Numerical Integration

Numerical integration has a long history. Older literature refers to this as numerical “quadrature”. Numerical differentiation is primarily used for cases where we have discrete data corresponding to measurements of our underlying function. While numerical integration is used in similar circumstances, it is also often a necessity even when we have a relatively simple analytic form for the underlying function due to the lack of an analytic form for most anti-derivatives. For example, \(f(x) = e^{-x^2}\) can be easily differentiated (\(f'(x)=2x e^{-x^2}\)) but lacks an analytic antiderivative. Statistics textbooks still typically contain tables related to the antiderivative of this function that are obtained by numerical integration.

We will start our analysis in a similar manner to our discussion of numerical differentiation and discuss integration of data at equally spaced points. However, after deriving low order formulas in this manner we will move onto other methods of deriving higher order formulas. As before, we replace \(f(x)\) with its interpolatory function (Lagrange or splines) and take the derivative of that. i.e.

\[ f(x) = p(x) + \epsilon(x), \]

where \(p(x)\) is our interpolation and \(\epsilon(x)\) is the error in the interpolation.

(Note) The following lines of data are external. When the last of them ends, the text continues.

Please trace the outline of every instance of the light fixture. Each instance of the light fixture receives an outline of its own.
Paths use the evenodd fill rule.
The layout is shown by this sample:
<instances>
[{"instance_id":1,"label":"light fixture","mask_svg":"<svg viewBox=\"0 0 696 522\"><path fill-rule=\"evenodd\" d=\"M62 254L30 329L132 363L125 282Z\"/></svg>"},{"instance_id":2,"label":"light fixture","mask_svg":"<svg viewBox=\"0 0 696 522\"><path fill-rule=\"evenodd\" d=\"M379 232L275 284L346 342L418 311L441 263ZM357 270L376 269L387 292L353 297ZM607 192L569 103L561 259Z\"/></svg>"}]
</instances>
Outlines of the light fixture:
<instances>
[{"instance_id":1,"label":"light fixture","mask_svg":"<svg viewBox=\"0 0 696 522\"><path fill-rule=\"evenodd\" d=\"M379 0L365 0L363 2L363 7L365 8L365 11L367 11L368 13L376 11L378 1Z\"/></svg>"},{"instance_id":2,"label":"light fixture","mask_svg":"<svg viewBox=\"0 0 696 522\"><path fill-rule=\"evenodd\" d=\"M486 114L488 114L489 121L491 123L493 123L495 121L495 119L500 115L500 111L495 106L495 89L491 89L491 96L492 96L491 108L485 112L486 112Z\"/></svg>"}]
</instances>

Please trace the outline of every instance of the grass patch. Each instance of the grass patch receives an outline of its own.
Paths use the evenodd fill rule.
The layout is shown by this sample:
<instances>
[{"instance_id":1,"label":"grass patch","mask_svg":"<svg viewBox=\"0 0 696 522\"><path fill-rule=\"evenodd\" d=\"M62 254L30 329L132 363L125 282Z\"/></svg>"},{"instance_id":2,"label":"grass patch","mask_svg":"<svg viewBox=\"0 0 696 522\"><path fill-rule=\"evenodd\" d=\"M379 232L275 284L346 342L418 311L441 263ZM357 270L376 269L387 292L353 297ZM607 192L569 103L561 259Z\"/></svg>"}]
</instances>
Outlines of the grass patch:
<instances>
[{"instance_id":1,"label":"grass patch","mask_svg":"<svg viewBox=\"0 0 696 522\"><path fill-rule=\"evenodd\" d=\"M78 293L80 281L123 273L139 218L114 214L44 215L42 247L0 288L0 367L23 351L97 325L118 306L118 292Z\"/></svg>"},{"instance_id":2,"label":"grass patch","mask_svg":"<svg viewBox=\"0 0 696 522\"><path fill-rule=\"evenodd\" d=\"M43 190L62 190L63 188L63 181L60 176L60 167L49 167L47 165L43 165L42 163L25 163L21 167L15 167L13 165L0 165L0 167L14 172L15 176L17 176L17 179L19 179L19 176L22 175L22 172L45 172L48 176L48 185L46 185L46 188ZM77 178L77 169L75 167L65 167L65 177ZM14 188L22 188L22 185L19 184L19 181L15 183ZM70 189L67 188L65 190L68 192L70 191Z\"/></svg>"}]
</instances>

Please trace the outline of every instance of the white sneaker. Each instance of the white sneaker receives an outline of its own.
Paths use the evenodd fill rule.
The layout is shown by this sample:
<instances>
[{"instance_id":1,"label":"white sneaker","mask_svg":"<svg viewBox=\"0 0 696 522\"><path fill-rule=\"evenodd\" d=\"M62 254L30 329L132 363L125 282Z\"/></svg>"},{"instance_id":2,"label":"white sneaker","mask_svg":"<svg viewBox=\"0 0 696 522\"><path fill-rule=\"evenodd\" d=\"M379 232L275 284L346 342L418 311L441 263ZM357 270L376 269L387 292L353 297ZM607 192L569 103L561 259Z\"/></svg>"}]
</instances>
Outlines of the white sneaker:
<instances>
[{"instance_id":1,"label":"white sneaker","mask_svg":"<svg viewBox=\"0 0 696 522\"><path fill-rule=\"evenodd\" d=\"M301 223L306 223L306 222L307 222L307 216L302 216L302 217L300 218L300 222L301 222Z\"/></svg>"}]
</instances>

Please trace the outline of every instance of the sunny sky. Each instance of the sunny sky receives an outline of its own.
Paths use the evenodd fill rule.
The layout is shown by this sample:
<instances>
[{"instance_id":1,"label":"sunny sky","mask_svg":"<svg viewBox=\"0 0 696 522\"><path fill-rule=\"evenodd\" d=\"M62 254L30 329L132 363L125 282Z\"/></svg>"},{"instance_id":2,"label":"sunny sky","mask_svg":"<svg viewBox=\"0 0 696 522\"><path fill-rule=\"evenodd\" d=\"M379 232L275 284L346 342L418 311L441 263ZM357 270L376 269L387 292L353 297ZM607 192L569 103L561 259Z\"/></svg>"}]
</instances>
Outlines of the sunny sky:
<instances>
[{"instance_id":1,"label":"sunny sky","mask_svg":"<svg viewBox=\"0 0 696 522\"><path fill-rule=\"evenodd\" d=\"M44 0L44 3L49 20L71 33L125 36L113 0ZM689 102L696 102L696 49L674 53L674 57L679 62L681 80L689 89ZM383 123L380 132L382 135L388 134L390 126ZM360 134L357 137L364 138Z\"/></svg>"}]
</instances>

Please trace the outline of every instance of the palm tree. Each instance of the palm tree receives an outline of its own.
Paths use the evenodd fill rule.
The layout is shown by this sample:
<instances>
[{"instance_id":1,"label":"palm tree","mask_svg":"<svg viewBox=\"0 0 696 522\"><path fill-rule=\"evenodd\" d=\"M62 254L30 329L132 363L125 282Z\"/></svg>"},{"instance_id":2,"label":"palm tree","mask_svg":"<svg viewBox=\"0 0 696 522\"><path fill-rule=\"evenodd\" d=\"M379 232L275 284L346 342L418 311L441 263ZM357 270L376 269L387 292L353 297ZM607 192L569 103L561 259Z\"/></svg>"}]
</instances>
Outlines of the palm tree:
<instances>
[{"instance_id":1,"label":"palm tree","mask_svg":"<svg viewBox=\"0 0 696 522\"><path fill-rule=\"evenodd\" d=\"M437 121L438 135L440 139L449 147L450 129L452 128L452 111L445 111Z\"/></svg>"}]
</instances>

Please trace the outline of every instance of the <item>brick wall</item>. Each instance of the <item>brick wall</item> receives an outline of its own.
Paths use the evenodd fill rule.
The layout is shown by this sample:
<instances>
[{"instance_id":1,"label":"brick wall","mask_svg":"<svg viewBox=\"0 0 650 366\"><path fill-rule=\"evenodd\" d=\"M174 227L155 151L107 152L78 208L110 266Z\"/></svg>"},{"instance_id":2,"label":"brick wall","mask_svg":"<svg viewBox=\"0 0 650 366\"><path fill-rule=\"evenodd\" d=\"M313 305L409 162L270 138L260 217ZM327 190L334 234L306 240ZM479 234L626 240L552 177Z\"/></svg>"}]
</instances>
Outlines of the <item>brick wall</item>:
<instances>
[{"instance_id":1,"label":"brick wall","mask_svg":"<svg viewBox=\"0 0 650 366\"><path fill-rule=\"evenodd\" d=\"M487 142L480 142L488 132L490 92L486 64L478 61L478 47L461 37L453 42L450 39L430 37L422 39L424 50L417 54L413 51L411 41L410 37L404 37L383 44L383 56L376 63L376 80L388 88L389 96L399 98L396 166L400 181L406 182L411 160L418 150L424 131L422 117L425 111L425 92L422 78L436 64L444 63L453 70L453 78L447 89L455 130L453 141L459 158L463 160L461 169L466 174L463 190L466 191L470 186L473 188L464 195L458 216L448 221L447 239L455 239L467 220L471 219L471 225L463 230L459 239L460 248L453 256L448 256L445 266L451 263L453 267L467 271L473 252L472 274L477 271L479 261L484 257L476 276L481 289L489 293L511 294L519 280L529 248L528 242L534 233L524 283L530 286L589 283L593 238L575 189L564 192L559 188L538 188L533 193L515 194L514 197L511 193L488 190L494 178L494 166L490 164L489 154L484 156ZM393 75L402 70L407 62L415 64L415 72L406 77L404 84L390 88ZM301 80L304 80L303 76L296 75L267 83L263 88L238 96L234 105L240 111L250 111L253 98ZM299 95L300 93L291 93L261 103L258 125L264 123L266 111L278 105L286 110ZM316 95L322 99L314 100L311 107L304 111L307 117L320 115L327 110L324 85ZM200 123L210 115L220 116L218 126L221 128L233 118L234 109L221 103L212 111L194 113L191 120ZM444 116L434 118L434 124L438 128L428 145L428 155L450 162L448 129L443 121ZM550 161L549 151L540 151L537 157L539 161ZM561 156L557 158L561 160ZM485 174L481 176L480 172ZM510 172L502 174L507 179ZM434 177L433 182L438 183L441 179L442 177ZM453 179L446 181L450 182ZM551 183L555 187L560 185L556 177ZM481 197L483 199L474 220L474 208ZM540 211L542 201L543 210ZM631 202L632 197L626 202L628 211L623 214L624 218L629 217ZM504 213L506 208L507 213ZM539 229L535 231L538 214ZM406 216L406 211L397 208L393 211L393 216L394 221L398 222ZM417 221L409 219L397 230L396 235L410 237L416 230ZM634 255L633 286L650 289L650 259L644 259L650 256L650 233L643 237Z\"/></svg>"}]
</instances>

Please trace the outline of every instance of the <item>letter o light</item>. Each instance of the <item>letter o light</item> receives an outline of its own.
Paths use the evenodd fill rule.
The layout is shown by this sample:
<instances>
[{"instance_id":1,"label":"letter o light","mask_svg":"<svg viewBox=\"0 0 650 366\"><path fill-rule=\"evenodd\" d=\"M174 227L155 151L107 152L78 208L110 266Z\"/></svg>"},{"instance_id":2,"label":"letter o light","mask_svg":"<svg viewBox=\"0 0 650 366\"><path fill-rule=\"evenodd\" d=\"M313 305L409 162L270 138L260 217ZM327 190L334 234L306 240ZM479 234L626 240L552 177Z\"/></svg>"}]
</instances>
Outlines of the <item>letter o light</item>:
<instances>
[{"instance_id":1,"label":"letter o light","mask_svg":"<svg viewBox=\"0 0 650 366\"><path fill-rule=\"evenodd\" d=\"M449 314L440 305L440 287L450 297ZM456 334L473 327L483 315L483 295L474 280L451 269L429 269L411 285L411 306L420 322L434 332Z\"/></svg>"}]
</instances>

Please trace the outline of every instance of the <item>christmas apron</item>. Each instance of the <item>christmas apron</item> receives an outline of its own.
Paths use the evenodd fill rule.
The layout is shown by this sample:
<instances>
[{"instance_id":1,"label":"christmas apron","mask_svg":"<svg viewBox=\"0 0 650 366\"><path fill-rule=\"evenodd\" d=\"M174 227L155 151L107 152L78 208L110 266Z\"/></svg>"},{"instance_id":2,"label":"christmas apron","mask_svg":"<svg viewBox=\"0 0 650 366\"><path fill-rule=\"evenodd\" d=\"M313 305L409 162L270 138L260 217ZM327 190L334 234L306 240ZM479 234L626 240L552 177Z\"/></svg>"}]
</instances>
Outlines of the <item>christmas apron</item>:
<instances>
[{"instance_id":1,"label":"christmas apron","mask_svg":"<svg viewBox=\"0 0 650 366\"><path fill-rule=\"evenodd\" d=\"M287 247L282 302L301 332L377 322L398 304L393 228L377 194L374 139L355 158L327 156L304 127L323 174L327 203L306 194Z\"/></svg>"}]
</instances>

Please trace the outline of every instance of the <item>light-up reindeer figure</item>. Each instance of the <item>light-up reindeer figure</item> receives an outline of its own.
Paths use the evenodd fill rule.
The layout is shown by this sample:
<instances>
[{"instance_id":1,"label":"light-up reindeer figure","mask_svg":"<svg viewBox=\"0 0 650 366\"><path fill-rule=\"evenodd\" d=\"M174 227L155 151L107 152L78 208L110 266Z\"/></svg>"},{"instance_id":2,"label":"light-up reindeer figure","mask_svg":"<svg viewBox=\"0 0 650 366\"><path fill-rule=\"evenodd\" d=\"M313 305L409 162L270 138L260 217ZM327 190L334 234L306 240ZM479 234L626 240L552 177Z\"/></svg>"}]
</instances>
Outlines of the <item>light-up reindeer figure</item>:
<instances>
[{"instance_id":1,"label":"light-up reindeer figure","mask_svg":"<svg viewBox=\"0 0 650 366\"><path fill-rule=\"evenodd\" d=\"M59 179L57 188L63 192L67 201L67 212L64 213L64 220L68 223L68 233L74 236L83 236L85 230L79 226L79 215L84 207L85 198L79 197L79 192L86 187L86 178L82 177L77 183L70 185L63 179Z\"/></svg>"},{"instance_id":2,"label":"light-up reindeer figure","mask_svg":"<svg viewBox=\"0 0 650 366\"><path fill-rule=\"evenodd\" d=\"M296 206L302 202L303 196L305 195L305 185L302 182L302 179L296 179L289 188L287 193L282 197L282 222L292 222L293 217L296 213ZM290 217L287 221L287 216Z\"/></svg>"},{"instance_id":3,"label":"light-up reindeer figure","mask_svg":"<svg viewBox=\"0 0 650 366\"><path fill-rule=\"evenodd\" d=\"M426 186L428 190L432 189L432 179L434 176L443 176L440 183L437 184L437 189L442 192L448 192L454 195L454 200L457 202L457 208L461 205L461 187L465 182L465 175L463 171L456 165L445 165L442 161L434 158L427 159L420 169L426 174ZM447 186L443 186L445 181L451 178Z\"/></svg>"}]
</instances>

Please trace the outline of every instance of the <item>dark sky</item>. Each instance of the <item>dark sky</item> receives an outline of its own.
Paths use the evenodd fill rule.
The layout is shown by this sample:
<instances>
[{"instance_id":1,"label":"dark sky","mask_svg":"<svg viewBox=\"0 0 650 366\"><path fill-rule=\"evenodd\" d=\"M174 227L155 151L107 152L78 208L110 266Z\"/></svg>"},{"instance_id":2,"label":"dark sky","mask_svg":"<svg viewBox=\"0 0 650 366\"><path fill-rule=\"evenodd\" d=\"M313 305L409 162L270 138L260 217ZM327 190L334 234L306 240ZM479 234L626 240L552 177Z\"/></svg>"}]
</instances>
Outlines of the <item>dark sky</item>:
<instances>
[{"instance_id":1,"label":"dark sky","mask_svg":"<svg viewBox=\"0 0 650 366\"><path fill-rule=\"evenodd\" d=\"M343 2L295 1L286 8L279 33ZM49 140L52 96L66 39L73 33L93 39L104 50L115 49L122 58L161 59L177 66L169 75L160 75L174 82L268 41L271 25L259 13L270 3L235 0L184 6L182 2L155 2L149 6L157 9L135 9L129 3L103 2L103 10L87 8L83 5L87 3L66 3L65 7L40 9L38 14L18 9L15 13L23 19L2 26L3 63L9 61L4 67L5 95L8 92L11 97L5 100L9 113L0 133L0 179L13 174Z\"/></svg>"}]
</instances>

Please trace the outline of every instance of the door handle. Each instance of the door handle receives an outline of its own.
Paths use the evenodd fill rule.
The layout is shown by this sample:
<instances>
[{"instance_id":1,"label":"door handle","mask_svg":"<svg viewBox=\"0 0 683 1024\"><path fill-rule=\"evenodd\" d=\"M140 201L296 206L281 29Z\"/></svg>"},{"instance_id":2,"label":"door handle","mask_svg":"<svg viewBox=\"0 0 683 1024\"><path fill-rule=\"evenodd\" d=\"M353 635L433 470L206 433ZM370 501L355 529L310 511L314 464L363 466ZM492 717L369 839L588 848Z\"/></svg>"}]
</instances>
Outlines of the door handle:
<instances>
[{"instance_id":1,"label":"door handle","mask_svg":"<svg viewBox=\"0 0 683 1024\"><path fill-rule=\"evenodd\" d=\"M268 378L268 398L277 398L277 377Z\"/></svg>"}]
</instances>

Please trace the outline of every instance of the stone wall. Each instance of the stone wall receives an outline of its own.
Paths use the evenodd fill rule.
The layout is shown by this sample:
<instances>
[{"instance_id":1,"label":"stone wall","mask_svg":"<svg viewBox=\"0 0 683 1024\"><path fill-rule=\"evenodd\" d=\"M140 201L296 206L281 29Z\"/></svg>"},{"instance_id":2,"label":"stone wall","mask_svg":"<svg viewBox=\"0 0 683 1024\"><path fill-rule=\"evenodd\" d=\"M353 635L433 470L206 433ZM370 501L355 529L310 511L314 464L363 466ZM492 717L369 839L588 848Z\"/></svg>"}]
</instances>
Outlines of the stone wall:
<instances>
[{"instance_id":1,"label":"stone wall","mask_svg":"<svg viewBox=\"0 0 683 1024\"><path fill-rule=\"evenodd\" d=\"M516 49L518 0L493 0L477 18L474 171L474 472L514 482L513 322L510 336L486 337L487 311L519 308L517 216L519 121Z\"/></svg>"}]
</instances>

Integrating this gives

\[ \int_a^b f(x) dx= \int_a^b p(x) dx + \int_a^b \epsilon(x) dx.\]

Applying this to Lagrange interpolation we get

(30)\[\begin{split}\begin{align} \int_a^b f(x) dx &\approx \int_a^b \sum_{k=0}^n f(x_k) L_k(x) dx,\\ & = \sum_{k=0}^n f(x_k) \int_a^b L_k(x) dx,\\ & = \sum_{k=0}^n a_k f(x_k), \end{align}\end{split}\]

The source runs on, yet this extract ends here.